From Nike to Amazon, all the way to the video games you play, Black Lives Matter's messaging has infiltrated the corporate world, whether it's needed or not. Of course, it most often isn't.
Red Bull may be the first company to finally realize this. Earlier this week, the energy drink giant fired two of their most woke executives, chief executive Stefan Kozak along with chief marketing officer Amy Taylor, both from their North American team.
According to other employees, these “culture teams” were the most vocal about racial justice matters.
According to the Wall Street Journal, Taylor was:
met with opposition when she began advocating for Red Bull to be more overt in its support of racial justice in the last month, according to people familiar with the matter.
This came after more than 300 employees signed a letter expressing concern about the company's response to BLM, asking for "internal action," and criticized the company's “public silence.”
The letter, titled “Representation Matters at Red Bull” made many assertions and requests, including the following:
As we say nothing, we are abandoning the communities we claim to support and foster in their time of greatest need, absence during a time that demands action, reveals purported support as nothing more than exploitation.
In his reply to the letter, Kozak, the chief executive of course agreed, saying:
[Regarding] the current uprising... I share these views and I applaud those who peacefully and courageously have made their voices heard.
The company took it a step further, saying that Red Bull, “will reinforce Black representation in everything we do,” and “direct resources to the efforts of existing and new partners focused on equality in cities across the US.”
A graffiti artist and b-boy named Joel Martinez — who has participated in “Red Bull's BC One” breakdancing competition —provided a statement to Business Insider stating that he was upset about a #BlackoutTuesday post that Red Bull shared June 2.
Martinez asked, “why didn't red bull use the phrase “Black Lives Matter?” He continued, “this is a paradigm shift.
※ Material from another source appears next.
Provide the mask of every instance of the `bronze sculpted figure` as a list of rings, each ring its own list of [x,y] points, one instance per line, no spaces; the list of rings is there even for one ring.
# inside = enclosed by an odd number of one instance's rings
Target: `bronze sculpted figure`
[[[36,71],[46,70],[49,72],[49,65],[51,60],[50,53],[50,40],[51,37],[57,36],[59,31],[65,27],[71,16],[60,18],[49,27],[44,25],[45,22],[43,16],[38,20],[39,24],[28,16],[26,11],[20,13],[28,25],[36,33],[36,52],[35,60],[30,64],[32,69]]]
All people wanting a better world is what the protests are about, why would Red Bull not stand behind that?”
That letter was addressed to the executives who are no longer working with the company.
I applaud Red Bull for this action and hope that others will follow suit.
Why does anyone need an energy drink brand to make statements siding with their political views? The simple answer is that it works everywhere else, so why not get some social clout and ask? You might get famous. Alexandria Ocasio-Cortez might even tweet about you.
Imagine an employee at Starbucks requested financial support be sent to the NRA, stating: “I don't feel safe here at Starbucks, gun-owner representation matters.”
They'd be laughed at, fired and called out on social media, ruining their lives.
“Radical-right wing gun owners are infiltrating corporations and making employees feel unsafe.” It practically writes itself.